Pemasangan ube sa’o secara keseluruhanselain pintu atau pene sa’o dengan urutan
sebagai berikut: Ulu-wewa , kemo-pali (belakang-depan, kiri-kanan). Ulu-wewa
melambangkan mama atau induk yang melahirkan, sedangkan kemo-pali melambangkan
anak yang dilahirkan, sehingga sebagai mama harus dipasang terlebih dahulu
sebelum anak.
Wa’e Sa’o. Memberi atap
rumah adat. Atap rumah adat tradisional biasanya dari ilalang.
Tege Sua Sa’o dan Kawa
Pere.
Tahapan ini adalah proses lanjut yg dilaksanakan setelah pembangunan atap
rumah selesai yakni memasukkan symbol-simbol penting yang merupakan lambing dan
identitas rumah yakni Sua Sa’o (lambang hak atau yang disebut juga dengan
sertifikat tradisional) dan Kawa Pere (lambang kebesaran, kewibawaan sesuai
dengan status rumah adat di dalam sebuah suku).
Ka Sa’o.
Acara puncak
sebagai pentabisan rumah adat yang baru sebagai pertanda bahwa rumah adat ini
dinyatakan sehat seseuai dengan ketentuan adat untuk dihuni oleh Ana Sa’o. Pada
acara ini biasanya dipentaskan tarian Jai Laba Go dan diikuti dengan
penyembelihan kerbau dan babi. Tahapan ini akan dihadiri oleh semua Ana Woe
(anggota suku/klan), Wai Laki (kelurga besar karena hubungan perkawinan), Lobo
Tozo tara dhaga (kerabat jauh dan hubungan perkawinan).
 |
[“Contoh Rumah Adat Bajawa di Kampung Gurusina (Sumber:baltyra.com)"] |
Akhir Kata
Dari uraian di atas
tampak bahwa pandangan kosmologi orang Bajawa sangat mempengaruhi cara hidup
mereka. Pemahaman bahwa ada kekuatan lain (yang mutlak) yang menguasai semesta
baik di tingkat atas maupun bawah melahirkan sejumlah upacara/ritual adat yang
pada intinya "memohon" keselamatan, restu, dan ucapan syukur atas apa
yang telah dialami oleh setiap orang Bajawa dalam hidup pribadinya, di dalam
kelurga, di dalam suku maupun di dalam kampung.

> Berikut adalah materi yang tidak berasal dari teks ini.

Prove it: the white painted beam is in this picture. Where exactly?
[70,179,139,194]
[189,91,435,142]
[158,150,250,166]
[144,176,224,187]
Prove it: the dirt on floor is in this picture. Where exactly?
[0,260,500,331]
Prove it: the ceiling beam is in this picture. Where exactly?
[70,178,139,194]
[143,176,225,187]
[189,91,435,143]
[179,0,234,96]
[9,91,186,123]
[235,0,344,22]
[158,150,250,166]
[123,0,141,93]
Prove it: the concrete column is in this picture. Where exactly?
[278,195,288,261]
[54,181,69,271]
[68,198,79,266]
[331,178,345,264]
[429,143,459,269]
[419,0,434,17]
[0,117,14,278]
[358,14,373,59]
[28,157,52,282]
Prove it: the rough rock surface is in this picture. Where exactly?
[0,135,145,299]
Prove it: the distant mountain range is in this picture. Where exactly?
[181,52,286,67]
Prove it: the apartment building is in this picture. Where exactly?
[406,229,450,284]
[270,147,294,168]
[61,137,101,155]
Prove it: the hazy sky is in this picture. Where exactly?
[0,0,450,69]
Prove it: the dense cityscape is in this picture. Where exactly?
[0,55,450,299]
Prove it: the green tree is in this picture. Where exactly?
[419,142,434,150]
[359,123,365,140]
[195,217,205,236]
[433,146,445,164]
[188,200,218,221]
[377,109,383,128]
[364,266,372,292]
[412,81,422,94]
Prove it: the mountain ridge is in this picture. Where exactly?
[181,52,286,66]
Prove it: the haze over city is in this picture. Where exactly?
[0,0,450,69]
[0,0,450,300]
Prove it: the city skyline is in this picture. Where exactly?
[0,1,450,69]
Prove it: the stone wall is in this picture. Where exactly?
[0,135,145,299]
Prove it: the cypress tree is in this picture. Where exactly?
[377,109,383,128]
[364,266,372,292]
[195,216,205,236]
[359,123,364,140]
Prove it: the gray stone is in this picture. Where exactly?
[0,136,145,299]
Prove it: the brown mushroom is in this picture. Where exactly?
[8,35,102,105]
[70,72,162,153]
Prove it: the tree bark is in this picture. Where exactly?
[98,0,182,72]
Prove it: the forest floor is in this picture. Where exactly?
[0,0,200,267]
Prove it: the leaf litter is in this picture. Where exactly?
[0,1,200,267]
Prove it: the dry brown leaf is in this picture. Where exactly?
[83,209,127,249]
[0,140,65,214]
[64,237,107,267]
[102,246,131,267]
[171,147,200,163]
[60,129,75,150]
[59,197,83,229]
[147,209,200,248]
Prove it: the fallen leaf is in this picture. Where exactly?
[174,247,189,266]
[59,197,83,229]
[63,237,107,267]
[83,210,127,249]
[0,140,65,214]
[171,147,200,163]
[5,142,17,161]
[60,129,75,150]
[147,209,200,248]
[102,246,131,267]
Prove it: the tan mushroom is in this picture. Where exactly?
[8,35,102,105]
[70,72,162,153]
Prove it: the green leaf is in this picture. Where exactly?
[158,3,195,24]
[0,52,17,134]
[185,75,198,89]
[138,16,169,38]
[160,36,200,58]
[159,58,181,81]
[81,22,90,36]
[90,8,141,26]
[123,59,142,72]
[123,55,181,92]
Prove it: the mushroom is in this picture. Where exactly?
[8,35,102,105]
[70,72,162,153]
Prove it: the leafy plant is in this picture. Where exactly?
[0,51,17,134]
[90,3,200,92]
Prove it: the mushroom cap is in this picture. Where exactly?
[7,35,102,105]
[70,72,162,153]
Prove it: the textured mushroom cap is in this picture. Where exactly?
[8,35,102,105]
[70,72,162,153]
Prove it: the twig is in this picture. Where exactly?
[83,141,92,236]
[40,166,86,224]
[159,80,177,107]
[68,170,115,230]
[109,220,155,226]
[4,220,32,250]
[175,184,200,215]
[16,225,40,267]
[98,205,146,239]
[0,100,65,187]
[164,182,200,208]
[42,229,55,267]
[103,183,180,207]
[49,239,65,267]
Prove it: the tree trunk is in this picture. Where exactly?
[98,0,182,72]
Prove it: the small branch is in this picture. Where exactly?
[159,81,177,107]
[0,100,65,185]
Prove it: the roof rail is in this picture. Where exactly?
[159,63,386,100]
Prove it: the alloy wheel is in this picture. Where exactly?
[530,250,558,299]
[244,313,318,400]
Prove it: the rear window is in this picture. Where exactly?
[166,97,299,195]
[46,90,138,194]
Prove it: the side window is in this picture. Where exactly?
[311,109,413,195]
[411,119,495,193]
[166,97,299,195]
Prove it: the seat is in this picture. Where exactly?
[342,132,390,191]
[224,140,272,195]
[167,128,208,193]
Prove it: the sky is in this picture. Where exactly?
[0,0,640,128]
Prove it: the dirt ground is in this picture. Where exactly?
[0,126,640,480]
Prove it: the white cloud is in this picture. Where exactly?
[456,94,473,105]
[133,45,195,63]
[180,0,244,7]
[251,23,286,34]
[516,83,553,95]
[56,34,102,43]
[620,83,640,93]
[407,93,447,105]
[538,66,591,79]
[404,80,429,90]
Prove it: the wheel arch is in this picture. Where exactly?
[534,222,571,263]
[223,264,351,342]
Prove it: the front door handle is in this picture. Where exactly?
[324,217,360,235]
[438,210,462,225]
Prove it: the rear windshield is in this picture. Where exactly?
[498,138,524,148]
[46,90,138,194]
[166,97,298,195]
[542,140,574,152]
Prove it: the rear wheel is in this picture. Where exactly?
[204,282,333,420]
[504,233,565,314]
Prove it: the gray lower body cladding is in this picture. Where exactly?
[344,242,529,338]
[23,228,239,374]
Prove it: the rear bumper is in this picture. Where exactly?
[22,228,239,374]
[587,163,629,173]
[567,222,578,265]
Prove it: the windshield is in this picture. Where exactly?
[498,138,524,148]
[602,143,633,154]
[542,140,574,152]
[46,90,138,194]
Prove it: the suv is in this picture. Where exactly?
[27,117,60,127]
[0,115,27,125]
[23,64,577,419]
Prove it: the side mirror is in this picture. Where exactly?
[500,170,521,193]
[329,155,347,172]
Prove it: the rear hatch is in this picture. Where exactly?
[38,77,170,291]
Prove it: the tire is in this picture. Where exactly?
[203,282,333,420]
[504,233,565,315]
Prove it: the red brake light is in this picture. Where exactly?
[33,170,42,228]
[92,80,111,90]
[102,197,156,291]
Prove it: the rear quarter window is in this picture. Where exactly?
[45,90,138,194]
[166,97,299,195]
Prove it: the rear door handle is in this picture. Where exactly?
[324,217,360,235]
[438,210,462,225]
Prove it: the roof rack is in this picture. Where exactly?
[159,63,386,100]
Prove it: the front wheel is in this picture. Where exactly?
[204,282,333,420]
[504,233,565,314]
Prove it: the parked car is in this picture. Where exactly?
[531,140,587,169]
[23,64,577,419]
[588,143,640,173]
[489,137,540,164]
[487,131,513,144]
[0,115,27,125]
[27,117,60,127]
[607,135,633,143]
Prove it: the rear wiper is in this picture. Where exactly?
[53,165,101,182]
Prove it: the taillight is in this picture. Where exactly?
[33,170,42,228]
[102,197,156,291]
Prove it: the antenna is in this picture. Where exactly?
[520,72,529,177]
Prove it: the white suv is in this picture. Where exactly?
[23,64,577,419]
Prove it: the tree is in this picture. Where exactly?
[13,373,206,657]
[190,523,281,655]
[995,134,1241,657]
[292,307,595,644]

Muara dari semua upacara ini, adalah menjaga harmoni dengan sesama, alam
semesta, dan Sang Penguasa Jagat Raya.
Kesatuan dengan alam sebagai makrokosmos
sangatlah penting bagi orang Bajawa karena tindakan melukai sesama, mencederai
yang lain dapat mengundang murkan alam. Karena itu, sejumlah upacara yang terkait
religiusitas asli yang dipaparkan di atas merupakan upaya untuk meredakan murka
alam dan Penguasa Jagat Raya atas kehidupan manusia.